Il Metodo RQI® è facile, pratico ed accessibile a tutti; agendo sull’equilibrio energetico non può, naturalmente, dare una soluzione universale e valida a tutto e tutti: ogni soggetto è unico e le sue risposte saranno diverse rispetto a quelle di un altro soggetto sottoposto al medesimo approccio (nel libro sono presenti numerose testimonianze) che si articola in quattro fasi a partire dalla prima che serve per imparare a comunicare con il proprio inconscio e comprendere così se lo stato dei propri flussi energetici, il tutto aiutandosi con un test muscolare che si basa sugli assunti della  kinesiologia integrata con studi ed esperienze sul campo.

Imparando a comunicare con il proprio inconscio nella fase 1 è possibile nella successiva riuscire ad individuare le specifiche cause di stress che non permettono di stare bene, distinguendo tra generiche (ad esempio stress emotivo) e specifiche (relazioni personali, una fobia). La ricerca delle soluzioni  e la risoluzione degli squilibri rappresentano rispettivamente la fase 3 e la fase 4 del  Metodo RQI® che permette di lavorare sul piano energetico-informazionale, ripristinando le corrette frequenze del corpo umano.

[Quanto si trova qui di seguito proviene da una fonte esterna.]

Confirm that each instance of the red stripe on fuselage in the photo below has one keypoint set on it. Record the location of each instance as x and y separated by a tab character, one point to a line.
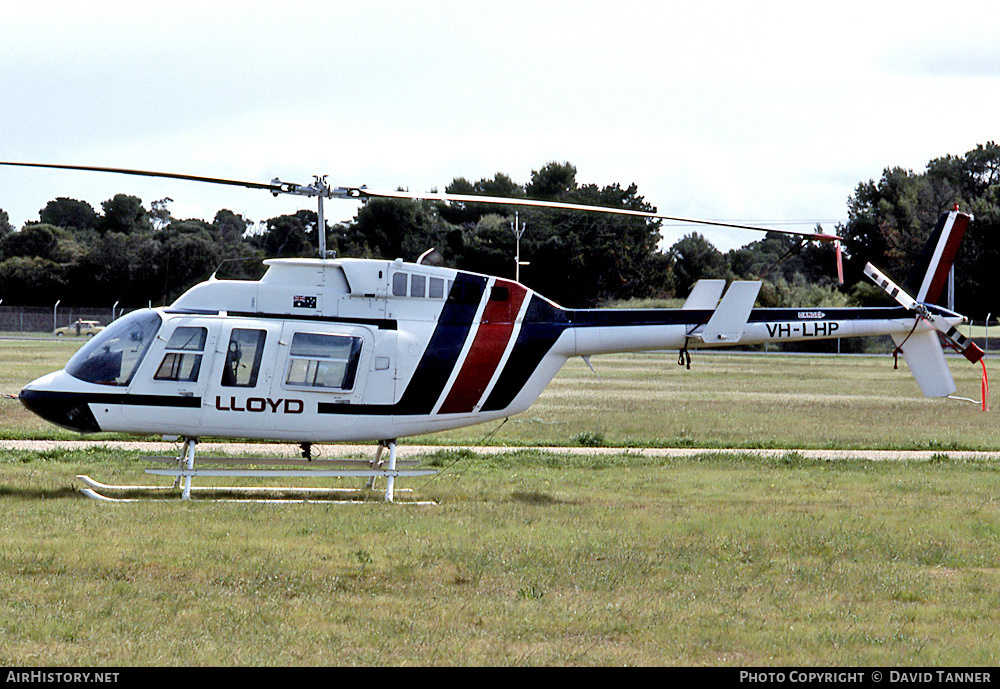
492	337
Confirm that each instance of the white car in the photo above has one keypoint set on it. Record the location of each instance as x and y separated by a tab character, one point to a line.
79	328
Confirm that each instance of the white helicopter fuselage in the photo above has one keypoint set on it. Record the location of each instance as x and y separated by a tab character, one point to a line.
362	349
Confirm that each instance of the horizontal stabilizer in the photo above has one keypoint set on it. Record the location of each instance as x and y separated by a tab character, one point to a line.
705	295
925	358
730	319
969	349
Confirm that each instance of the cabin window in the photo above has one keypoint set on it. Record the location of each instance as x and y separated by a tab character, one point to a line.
417	283
323	361
399	284
436	288
246	347
113	355
182	361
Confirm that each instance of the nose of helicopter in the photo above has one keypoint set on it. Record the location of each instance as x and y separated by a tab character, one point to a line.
49	400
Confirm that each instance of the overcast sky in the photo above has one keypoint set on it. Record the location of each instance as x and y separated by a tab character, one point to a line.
744	111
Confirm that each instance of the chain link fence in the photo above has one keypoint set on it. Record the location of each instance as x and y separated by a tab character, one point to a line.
45	319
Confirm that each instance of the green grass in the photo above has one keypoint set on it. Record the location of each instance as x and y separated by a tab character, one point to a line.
529	559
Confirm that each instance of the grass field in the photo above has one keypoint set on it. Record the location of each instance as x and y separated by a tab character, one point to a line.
533	558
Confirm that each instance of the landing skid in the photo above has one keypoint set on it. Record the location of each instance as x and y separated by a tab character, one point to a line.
186	471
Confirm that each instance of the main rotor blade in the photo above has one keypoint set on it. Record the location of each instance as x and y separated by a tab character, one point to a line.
147	173
320	189
466	198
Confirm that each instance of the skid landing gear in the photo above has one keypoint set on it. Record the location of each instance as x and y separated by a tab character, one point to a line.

Le risposte che si hanno dentro di sé sono molto più precise di quelle che possono arrivarci da un approccio esterno e che – sebbene sia frutto di studi approfonditi e verificati – rimangono sempre troppo generiche e “standardizzate”, poiché non considerano le variabili legate alla vita e alle esperienze personali.

L’autore

Marco Fincati, ideatore del Metodo RQI® si è interessato e appassionato alla medicina energetica a causa di seri problemi di salute di cui ha sofferto in prima persona. Dopo la laurea Fincati ha affiancato all’attività di informatore scientifico per un’importante azienda di prodotti fitoterapici quella di ricercatore indipendente di discipline, tecniche e prodotti per il benessere e l’auto-guarigione. Dall’esperienza accumulata è nato il Metodo RQI® per rendere dal 2007 le persone più autosufficienti.